Reshaping the Face of Hiking
In an attempt to escape the mayhem brought on by COVID-19, many Saint Louisans have sought and found solace in the great outdoors. Seven months before the pandemic, two locals founded an organization called Black People Who Hike (BPWH).
As a teenager Toni Burgess had the opportunity to attend a five year summer camp. The camp taught her about hiking, conservation, and helped her love for the environment blossom. Before the camp “I didn’t find anything wrong with Black people not having exposure to the outdoors and once I had that experience it opened my eyes” Burgess said. In an attempt to hold on to the joy she felt, Burgess has been going camping “encouraging other Black people to get outside.” Meanwhile Debbie Njai, the other founder of BPWH, had a different experience.
As a child, Debbie Njai would often play outside until the sun came down but as she got older she found herself getting further away from the outdoors. Although she’d grown up outdoorsy, it wasn’t until her early thirties when a friend took her for her first hike. “I immediately fell in love with it (hiking)” Njai said. But on her hike she couldn’t help but notice that there weren’t a lot of people that looked like her and when she would try to invite people out there was a lot of reluctance. “It was something that I wanted other people to experience and that’s how BPWH was born,” Njai said. “When I started this, I didn’t realize that this was environmental justice. It was just like hey, I like hiking, I want to do this, and it’s like no, we are an environmental organization. We are a justice organization. I am an activist.”
Njai hopes “to empower, educate and re-engage Black people to the outdoors through wellness campaigns, advocacy, hiking, camping, and kayaking” Njai says. Even through the pandemic, they have remained committed to their mission. In 2020, BPWH led about 20 people on a hike from Johnson Shut-Ins State Park to the top of Taum Sauk Mountain. This hike is about 14 miles and takes about 8 to 9 hours to complete. “We really pushed people. They’d probably never even have walked that long in their life,” Burgess said. Then in 2021 they led 40 people on a hike in Hawn State Park. “We had to cross this crazy body of water to get everyone across and it was super exhilarating to see people excited about being out in nature,” Burgess said. Njai agreed and added that “it’s beautiful to have a safe space where Black people can recreate outside and feel comfortable and that they belong.” Njai also touched on how she’s noticed members bringing their kids and other family members out to their events which is “really building generational health which is the vision for BPWH.”
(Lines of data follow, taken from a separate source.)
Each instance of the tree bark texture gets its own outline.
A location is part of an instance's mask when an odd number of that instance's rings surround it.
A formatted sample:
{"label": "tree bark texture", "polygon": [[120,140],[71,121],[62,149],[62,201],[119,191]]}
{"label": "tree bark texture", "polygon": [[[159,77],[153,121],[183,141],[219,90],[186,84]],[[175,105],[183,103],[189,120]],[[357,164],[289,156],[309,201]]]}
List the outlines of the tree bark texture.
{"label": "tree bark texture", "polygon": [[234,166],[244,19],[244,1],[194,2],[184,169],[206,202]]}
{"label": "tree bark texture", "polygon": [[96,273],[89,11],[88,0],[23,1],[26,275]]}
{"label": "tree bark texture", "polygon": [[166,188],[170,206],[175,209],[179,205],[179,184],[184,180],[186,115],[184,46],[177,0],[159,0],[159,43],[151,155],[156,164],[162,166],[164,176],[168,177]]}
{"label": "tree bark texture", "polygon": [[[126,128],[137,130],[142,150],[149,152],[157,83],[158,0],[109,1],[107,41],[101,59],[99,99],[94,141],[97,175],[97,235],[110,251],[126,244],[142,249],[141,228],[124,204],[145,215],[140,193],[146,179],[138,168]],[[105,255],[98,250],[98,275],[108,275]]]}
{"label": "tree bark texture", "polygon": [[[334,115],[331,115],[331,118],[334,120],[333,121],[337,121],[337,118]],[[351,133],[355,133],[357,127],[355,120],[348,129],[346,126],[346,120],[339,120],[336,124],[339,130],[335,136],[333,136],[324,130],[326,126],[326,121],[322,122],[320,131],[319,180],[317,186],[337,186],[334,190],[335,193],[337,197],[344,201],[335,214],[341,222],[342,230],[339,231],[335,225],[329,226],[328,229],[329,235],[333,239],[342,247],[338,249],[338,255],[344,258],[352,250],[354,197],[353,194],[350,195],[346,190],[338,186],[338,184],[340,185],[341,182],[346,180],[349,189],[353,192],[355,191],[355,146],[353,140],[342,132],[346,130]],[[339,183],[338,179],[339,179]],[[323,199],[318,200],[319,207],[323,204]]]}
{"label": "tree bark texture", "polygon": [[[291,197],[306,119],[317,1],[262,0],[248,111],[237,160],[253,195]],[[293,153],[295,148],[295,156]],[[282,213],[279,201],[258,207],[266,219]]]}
In order to continue doing the great work “we’ve recruited and onboarded 15+ people to our leadership team, continued on with Black Hikers week, and have grown our social media by ten thousand,” Njai said. In the future Njai is excited to take BPWH on the road and host events in different cities.Through these events, Njai hopes to grow their membership base and “offer resources to the Black outdoor community.”
Burgess hopes that through BPWH they can help “get rid of that stigma of mental unwellness. I feel like through these activities where we’re challenging people, they are coming more into themselves and realizing that it’s okay not to be okay,” Burgess says. Although they’ve already impacted so many people, Njai can not wait to continue to change “the narrative in terms of representation. We’re changing people’s lives in terms of health, wellness, mental health, physical health and the environmental space as well.” Njai closed off the interview by expressing her excitement for the future of Black recreational activities. “I can only imagine five to ten years from now, what everything is going to look like. What the landscape of the outdoors, in terms of Black people and people of color in the outdoor space, in terms of what is deemed a Black activity to do. It’s really really exciting.”